Reputation: 9455
Comparing "î"
string.Compare("î", "I ", StringComparison.CurrentCulture) -- returns -1
string.Compare("î", "I ", StringComparison.CurrentCultureIgnoreCase) -- returns -1
string.Compare("î", "I", StringComparison.CurrentCulture) -- returns 1 (unexpected)
string.Compare("î", "I", StringComparison.CurrentCultureIgnoreCase) -- returns 1 (unexpected)
With "i"
string.Compare("i", "I ", StringComparison.CurrentCulture) -- returns -1
string.Compare("i", "I ", StringComparison.CurrentCultureIgnoreCase) -- returns -1
string.Compare("i", "I", StringComparison.CurrentCulture) -- returns -1
string.Compare("i", "I", StringComparison.CurrentCultureIgnoreCase) -- returns 0
Current culture was en-GB. I would expect all of these to return 1. Why does having a longer string change the sort order?
Upvotes: 5
Views: 183
Reputation: 109567
See the UTS#10: Unicode Collation Algorithm for the full details.
In particular, see section 1.1 Multi-Level Comparison which explains this behaviour.
There's a table there showing some examples, such as this one:
role < rôle < roles
That is analogous to your example with "I" , "î" and "I ", i.e.:
"I" < "î" < "I "
except where roles
has an s
at the end, your example has a space at the end. But the same logic applies; it's irrelevant what the extra character is - the simple fact that there is an extra character makes it sort AFTER the "î".
A crucial point from the spec is:
Accent differences are typically ignored, if the base letters differ.
The base letters differ if the lengths differ, so the accent differences are ignored in your examples with the space at the end.
However, where the strings are the same length, the accent differences are not being ignored - which is exactly the results you are seeing.
Upvotes: 9
Reputation: 7233
The behavior is weird, I'll give you that, but I don't see why not use Ordinal
comparisons given the international context implied here.
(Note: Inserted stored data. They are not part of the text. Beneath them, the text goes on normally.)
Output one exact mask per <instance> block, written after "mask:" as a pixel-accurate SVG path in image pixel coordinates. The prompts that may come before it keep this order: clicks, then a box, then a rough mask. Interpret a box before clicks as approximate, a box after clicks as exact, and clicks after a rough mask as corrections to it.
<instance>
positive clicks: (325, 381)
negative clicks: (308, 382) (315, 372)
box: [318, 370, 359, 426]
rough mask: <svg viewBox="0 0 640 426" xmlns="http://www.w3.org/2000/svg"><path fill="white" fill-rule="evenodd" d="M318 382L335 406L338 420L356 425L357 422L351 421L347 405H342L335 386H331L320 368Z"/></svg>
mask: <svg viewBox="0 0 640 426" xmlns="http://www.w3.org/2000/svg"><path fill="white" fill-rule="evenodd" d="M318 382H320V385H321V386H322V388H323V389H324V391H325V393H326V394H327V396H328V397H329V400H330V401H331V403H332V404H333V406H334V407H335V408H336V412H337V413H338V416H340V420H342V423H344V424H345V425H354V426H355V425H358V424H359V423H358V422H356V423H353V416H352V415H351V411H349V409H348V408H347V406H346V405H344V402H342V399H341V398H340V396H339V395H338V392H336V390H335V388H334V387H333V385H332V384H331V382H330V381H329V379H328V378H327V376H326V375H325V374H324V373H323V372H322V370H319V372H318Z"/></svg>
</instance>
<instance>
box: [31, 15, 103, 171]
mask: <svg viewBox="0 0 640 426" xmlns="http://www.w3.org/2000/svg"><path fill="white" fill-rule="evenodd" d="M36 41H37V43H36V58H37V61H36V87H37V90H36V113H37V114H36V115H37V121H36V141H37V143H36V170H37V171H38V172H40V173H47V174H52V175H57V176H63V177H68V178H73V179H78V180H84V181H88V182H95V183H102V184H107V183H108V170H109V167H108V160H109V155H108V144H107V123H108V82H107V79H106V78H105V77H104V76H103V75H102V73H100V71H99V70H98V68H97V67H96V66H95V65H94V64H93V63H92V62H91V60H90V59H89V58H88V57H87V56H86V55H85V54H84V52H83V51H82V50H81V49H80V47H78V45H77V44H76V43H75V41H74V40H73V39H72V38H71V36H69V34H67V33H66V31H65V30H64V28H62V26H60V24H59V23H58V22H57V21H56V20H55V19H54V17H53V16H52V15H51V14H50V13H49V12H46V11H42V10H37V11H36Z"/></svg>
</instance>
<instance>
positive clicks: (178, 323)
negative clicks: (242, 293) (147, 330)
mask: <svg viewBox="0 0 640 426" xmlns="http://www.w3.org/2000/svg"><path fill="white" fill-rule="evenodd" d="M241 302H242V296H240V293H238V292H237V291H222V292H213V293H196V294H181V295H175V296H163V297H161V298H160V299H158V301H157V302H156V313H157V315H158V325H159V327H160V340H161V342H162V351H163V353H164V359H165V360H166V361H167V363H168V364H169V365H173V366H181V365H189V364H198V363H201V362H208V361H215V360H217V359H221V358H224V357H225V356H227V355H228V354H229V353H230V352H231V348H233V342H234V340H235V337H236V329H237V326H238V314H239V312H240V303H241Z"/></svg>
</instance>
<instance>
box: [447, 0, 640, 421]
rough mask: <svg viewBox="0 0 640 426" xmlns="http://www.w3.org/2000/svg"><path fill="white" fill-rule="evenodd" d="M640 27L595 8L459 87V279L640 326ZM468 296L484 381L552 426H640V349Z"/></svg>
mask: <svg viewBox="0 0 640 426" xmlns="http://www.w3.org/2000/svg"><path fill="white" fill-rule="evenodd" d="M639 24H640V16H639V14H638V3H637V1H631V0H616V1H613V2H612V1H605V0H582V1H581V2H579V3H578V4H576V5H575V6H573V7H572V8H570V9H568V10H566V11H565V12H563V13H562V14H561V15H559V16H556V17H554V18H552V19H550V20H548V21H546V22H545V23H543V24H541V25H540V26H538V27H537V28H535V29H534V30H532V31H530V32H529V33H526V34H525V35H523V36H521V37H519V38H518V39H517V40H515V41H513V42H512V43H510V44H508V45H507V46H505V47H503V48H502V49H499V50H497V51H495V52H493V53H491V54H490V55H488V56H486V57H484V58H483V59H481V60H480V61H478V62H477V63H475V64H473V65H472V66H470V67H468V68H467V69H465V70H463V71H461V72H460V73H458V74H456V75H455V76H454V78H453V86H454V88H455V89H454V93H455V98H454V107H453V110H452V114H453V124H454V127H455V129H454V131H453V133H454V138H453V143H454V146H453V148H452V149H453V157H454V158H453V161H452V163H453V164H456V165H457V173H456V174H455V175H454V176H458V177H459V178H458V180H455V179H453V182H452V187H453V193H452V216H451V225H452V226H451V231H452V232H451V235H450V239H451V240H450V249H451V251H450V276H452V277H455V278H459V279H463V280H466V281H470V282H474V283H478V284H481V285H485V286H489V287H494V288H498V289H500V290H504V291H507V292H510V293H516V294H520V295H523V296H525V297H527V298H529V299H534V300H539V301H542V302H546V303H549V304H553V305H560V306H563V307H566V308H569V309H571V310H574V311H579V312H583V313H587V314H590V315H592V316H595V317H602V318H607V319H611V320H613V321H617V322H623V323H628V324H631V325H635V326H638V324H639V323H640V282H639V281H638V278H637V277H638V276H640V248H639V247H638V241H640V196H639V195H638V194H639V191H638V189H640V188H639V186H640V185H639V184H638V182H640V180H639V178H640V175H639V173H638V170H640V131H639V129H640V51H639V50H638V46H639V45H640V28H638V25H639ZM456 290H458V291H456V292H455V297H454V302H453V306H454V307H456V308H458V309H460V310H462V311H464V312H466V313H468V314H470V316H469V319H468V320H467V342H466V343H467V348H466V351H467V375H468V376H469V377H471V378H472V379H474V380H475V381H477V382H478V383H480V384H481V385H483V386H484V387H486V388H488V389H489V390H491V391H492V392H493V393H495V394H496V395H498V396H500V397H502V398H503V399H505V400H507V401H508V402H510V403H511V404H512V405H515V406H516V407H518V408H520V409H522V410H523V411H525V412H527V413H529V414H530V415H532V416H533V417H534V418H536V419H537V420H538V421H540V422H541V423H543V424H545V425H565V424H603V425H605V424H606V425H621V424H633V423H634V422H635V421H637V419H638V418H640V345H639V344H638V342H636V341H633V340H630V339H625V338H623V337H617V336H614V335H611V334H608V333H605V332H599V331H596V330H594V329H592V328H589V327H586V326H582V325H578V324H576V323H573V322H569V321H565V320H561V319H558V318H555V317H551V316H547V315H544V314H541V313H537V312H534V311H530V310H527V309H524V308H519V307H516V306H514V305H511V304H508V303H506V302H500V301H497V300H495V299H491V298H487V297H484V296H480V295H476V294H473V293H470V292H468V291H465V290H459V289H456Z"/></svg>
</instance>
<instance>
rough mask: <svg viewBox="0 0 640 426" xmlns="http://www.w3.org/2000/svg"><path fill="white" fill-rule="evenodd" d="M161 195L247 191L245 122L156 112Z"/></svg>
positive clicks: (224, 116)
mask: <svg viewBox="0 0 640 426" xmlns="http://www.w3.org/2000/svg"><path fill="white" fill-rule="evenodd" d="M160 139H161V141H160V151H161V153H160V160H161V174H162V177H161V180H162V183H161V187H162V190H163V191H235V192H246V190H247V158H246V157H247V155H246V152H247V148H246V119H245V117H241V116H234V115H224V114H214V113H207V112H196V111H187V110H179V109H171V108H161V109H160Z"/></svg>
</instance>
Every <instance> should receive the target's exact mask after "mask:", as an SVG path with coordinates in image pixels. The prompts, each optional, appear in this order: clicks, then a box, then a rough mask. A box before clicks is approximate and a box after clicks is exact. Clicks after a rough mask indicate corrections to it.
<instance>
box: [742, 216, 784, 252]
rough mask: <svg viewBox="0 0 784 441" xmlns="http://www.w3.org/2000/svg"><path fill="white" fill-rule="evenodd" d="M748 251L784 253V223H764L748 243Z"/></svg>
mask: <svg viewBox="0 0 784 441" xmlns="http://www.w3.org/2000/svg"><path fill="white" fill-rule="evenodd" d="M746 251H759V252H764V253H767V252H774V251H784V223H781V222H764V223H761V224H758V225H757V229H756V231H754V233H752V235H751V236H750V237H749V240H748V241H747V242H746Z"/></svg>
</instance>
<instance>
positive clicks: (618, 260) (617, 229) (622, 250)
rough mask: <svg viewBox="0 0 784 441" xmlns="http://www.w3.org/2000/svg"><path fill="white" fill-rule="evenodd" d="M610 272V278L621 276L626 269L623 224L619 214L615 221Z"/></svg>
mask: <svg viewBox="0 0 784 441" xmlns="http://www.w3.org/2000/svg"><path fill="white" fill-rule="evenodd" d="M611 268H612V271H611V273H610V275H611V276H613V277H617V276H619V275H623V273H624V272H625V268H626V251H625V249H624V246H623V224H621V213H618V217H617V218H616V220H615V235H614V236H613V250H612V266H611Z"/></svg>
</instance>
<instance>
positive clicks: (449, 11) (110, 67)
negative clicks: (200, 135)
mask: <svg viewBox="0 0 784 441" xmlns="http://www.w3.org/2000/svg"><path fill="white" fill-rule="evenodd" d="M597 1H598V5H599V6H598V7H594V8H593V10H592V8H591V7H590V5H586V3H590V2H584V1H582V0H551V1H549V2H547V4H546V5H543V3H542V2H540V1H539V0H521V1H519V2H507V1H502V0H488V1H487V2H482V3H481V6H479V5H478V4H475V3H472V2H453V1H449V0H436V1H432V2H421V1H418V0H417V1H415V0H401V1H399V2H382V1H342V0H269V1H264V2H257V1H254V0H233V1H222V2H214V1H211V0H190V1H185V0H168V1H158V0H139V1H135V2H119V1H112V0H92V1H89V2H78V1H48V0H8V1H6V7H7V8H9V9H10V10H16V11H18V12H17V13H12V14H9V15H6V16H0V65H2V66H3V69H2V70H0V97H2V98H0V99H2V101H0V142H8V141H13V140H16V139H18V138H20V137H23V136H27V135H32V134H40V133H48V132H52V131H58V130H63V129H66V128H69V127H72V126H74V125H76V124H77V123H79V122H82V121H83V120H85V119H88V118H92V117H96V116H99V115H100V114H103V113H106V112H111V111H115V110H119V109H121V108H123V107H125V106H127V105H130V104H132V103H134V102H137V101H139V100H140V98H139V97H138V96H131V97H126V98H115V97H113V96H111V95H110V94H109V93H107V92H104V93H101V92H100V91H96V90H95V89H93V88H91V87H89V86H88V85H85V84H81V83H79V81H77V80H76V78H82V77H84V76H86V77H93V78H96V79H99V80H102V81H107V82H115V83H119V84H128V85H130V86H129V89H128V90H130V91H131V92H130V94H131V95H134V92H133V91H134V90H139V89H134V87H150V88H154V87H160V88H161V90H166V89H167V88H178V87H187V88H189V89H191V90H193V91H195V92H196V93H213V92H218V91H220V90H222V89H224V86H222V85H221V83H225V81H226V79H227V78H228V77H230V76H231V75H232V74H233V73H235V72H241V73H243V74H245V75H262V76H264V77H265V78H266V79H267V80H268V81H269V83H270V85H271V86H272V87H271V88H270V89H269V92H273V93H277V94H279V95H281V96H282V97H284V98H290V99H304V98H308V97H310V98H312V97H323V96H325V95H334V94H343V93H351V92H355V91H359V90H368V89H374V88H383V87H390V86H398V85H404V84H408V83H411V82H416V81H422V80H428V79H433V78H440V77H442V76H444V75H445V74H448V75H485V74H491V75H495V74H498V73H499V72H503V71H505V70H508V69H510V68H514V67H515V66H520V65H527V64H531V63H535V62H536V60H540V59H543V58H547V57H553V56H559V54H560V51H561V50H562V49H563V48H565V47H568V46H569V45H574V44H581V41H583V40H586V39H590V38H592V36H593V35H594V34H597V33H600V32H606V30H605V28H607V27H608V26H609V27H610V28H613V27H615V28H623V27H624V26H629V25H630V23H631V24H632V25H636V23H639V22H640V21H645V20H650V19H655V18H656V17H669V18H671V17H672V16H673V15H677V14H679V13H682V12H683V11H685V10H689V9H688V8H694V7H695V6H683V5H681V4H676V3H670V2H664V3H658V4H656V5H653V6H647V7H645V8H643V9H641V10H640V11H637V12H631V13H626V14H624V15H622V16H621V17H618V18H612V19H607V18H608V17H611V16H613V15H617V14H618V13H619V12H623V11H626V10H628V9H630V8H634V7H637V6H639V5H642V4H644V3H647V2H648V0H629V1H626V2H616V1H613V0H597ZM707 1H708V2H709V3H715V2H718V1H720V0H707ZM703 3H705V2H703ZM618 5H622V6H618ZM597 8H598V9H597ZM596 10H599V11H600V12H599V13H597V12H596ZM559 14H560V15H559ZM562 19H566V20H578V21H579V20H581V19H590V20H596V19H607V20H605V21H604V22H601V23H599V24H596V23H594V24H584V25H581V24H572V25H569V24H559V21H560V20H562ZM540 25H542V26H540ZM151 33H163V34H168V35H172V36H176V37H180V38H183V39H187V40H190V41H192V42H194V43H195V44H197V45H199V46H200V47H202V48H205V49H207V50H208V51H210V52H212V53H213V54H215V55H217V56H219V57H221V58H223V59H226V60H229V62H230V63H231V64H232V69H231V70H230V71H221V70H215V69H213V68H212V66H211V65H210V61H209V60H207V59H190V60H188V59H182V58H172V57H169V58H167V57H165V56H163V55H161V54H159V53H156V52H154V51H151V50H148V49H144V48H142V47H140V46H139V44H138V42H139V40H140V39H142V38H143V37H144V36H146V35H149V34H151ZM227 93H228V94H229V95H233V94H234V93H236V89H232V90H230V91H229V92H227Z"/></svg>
For more info, please read this article.
Upvotes: -1
Reputation: 6764
From the Documentation
The comparison terminates when an inequality is discovered or both strings have been compared. However, if the two strings compare equal to the end of one string, and the other string has characters remaining, then the string with remaining characters is considered greater. The return value is the result of the last comparison performed.
Upvotes: 2
Reputation: 2258
Basically because when sorting strings length matters
"a" is smaller than "a " right? makes sense.
Upvotes: 0